There has been much debate recently about what OHS professionals should do to best improve OHS outcomes given the constraints of the organisational structures they work in, according to The University of Queensland.

“While advice abounds about how we should communicate, engage, and influence OHS decision-makers, there is very little practical guidance on how these skills should be applied within the context of OHS practice,” said Cassie Madigan, senior lecturer in OHS programs for The University of Queensland.

Most OHS professionals already know that influencing managers, particularly where they have no formal authority, can be tough going and sometimes frustrating, she said.

“Tackling these challenges and powerfully influencing managers to take action to improve health and safety is the focus of my PhD studies,” said Madigan, who was speaking ahead of the AIHS National Health and Safety Conference – ONLINE, which will be held from 22–24 June 2020.

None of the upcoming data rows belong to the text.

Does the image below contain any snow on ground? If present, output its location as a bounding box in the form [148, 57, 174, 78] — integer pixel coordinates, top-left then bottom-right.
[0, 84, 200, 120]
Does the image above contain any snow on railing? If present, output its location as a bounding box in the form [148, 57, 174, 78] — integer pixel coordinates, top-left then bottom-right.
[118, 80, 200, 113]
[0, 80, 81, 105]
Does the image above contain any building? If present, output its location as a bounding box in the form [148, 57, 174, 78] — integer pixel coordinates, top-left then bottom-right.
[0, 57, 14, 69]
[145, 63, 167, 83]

“We know from the influence and OHS literature that there are many factors at play when it comes to successful influencing attempts – the choice of influence tactics, individual traits and characteristics, quality of relationships, and organisational factors to name a few.

“But when it comes to OHS professionals’ influencing effectiveness – which of these factors are more important?”

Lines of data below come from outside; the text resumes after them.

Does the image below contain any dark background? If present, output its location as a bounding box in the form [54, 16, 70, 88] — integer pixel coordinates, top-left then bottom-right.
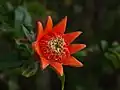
[0, 0, 120, 90]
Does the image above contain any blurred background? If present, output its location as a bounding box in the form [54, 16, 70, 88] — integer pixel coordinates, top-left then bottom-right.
[0, 0, 120, 90]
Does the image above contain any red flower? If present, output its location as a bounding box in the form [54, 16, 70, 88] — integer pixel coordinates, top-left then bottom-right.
[32, 16, 86, 76]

Madigan said a surprising finding from her study of OHS professionals and managers was that the behaviours of OHS professionals themselves mattered the most (i.e. more than certain individual and organisational factors) and that certain influence tactics made more of a difference in effectiveness.

Using logical arguments and factual evidence (rational persuasion) and appealing to the values and ideals of others (inspirational appeals) were reported to be effective.

On the other hand, appealing to a higher authority and referring to OHS policies and legislation (legitimating) and offering incentives and favours (exchange) were not effective.

Many OHS professionals also reported success with using different strategies (i.e. strategies not found in traditional influence models) such as storytelling, coaching, role modelling, humour, and social proof (for example, explaining how other organisations are doing things).

“So, if the use of specific influence tactics makes a difference when it comes to improving health and safety outcomes – what steps can we as OHS professionals take in order to improve our influencing skills?” Madigan asked.

While her program of research is still ongoing, Madigan’s initial findings suggest a number of steps OHS professionals should take.

“Firstly, developing self-awareness of our current influencing behaviours, and also knowing how others influence us is critical,” she said.

There are many ways to create influence, and Madigan said it was important to observe if the tendency is to default to only one or two influence tactics, or whether there is a preferred fall-back position.

Secondly, the OHS professionals who had the most success in Madigan’s research were those who clearly understood their influencing goal or objective, pre-planned and timed their approach, built trusting relationships, used a wide range of influencing techniques, and demonstrated flexibility by navigating between different tactics (or combination of tactics) depending on the situation.

“Finally, reflecting on our influence attempts and testing our own assumptions about our influencing behaviours, regardless of whether our influencing outcomes were successful or not will build our influencing capabilities,” said Madigan.